The positional argument name id is ambiguous and reads like an internal identifier rather than a script selector. Consider renaming it to script_id and using choices so invalid values are rejected consistently at the parsing layer.
| parser.add_argument("id", help="ID of script to run") | |
| args = parser.parse_args() | |
| return args.id | |
| parser.add_argument( | |
| "script_id", | |
| help="ID of script to run", | |
| choices=["conflation-pipeline", "blob-storage-db-scan"], | |
| ) | |
| args = parser.parse_args() | |
| return args.script_id |
| path = path_service.create_virtual_filesystem_path( | ||
| storage_scheme="az", | ||
| release="2026-02-16.3", | ||
| container=StorageContainer.DATA, | ||
| theme=Theme.BUILDINGS, | ||
| region="*", |
There was a problem hiding this comment.
This entrypoint hard-codes release/theme/region/file pattern values, which makes the script difficult to reuse for other scans. Consider accepting these via CLI args/env vars (with sensible defaults) so the scan can be targeted without code changes.
| file_name="*.parquet" | ||
| ) | ||
|
|
||
| db_context.execute(f"SELECT count(*) AS count FROM read_parquet('{path}')") |
There was a problem hiding this comment.
The query result is not fetched/logged, so the script produces no observable output (and it’s easy to miss whether the scan actually succeeded). Consider fetching the count and logging/printing it (or otherwise surfacing scan completion).
| db_context.execute(f"SELECT count(*) AS count FROM read_parquet('{path}')") | |
| result = db_context.execute(f"SELECT count(*) AS count FROM read_parquet('{path}')") | |
| row_count = result.fetchone()[0] | |
| print(f"Blob storage DB scan completed; row count: {row_count}") |
This pull request introduces a new entrypoint for running a blob storage database scan and refactors the way scripts are invoked via the command line.
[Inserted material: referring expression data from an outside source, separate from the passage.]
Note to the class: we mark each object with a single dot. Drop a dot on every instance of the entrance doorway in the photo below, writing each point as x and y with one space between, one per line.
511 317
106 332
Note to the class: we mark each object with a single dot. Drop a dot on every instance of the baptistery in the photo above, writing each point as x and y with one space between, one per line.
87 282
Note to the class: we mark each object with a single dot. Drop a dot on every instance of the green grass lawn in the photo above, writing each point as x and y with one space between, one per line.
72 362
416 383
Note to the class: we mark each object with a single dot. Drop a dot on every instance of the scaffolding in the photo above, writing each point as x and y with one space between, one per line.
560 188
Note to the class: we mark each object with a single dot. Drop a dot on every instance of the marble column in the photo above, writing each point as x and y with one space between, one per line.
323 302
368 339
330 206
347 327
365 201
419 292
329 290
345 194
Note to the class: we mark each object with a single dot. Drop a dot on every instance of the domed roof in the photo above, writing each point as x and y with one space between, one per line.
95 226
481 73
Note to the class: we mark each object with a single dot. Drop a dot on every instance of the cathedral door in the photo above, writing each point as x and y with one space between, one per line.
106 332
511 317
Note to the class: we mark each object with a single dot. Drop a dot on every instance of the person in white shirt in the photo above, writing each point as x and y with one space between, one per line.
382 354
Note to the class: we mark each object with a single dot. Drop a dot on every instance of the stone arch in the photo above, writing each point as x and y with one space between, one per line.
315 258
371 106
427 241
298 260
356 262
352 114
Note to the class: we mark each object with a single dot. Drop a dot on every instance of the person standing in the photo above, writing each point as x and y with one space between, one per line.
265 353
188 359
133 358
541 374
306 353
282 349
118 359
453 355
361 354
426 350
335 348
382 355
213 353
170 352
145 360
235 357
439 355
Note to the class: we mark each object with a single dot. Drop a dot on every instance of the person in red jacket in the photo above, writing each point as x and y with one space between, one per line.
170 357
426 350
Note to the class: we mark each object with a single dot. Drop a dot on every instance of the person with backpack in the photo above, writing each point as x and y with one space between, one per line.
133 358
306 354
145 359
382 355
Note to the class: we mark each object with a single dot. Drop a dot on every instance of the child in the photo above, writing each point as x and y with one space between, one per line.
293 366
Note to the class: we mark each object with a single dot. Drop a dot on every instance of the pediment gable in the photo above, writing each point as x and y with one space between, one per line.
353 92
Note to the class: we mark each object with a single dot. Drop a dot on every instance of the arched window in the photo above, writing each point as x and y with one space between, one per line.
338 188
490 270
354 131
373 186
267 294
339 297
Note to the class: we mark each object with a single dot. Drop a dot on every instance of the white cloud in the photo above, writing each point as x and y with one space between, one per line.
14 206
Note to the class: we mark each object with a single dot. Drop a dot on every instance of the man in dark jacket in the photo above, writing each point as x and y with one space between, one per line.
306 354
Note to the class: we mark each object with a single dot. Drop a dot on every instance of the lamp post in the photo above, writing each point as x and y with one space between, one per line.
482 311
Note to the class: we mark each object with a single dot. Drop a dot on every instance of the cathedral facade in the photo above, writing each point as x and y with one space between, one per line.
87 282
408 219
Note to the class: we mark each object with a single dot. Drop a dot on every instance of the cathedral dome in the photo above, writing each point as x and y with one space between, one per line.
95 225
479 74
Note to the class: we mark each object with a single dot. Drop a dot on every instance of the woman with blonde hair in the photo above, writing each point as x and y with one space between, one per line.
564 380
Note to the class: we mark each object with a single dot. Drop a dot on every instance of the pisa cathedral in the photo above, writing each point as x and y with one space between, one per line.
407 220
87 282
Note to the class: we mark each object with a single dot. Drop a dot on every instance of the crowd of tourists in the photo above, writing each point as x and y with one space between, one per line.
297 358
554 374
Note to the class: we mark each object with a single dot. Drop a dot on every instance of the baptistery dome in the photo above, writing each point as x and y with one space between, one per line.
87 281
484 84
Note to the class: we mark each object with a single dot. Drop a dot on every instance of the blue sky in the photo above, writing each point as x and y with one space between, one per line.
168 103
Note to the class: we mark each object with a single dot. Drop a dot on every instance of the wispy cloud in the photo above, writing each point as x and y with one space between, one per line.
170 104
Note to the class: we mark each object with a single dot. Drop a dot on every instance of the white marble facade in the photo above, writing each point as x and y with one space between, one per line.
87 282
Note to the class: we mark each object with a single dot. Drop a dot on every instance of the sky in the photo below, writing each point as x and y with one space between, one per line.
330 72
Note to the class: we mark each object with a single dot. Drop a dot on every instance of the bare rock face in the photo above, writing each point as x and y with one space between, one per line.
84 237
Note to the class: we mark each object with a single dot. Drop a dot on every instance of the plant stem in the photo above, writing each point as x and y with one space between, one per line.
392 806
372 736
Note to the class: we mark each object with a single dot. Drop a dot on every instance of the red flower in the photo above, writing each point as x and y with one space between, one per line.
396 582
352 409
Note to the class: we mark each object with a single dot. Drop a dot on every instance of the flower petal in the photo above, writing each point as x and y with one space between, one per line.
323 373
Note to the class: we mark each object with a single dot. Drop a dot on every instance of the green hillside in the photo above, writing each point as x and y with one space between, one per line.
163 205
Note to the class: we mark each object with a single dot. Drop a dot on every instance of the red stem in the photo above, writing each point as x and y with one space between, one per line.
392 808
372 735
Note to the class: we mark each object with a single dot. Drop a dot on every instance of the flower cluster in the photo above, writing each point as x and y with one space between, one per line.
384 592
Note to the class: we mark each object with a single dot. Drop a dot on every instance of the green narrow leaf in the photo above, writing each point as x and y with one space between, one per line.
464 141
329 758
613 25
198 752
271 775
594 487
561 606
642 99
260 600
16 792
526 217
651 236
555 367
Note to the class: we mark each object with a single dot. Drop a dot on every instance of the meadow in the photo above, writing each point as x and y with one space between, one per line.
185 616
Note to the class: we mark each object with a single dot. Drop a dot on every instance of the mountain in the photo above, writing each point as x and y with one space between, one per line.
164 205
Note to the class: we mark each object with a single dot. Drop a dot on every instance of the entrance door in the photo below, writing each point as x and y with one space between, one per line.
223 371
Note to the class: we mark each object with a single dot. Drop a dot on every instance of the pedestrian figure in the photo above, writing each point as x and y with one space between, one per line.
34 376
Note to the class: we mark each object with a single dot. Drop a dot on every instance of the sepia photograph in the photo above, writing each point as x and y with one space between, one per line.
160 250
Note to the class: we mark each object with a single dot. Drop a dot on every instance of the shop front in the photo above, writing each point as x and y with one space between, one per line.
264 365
It also updates dependency injection wiring and makes a minor correction in threading initialization. The most important changes are grouped below:
Entrypoint and Script Invocation Improvements:
blob_storage_db_scaninsrc/presentation/entrypoints/blob_storage_db_scan.py, which scans parquet files in blob storage using DuckDB and a virtual filesystem path service.main.pyto useargparsefor selecting which script to run (conflation-pipelineorblob-storage-db-scan), improving extensibility and error handling for script IDs.docker-compose.ymlfile to add a new serviceblob_storage_db_scanand changed the command for the main service to accept script IDs as arguments.Dependency Injection and Wiring:
src/presentation/configuration/app_config.pyto include the newblob_storage_db_scanentrypoint.blob_storage_db_scanto the__init__.pyof the entrypoints module for easier imports.Minor Technical Fixes:
targetparameter in_initialize_threadinginmonitor.pyto acceptobject | Noneinstead of a callable, aligning with how it's used.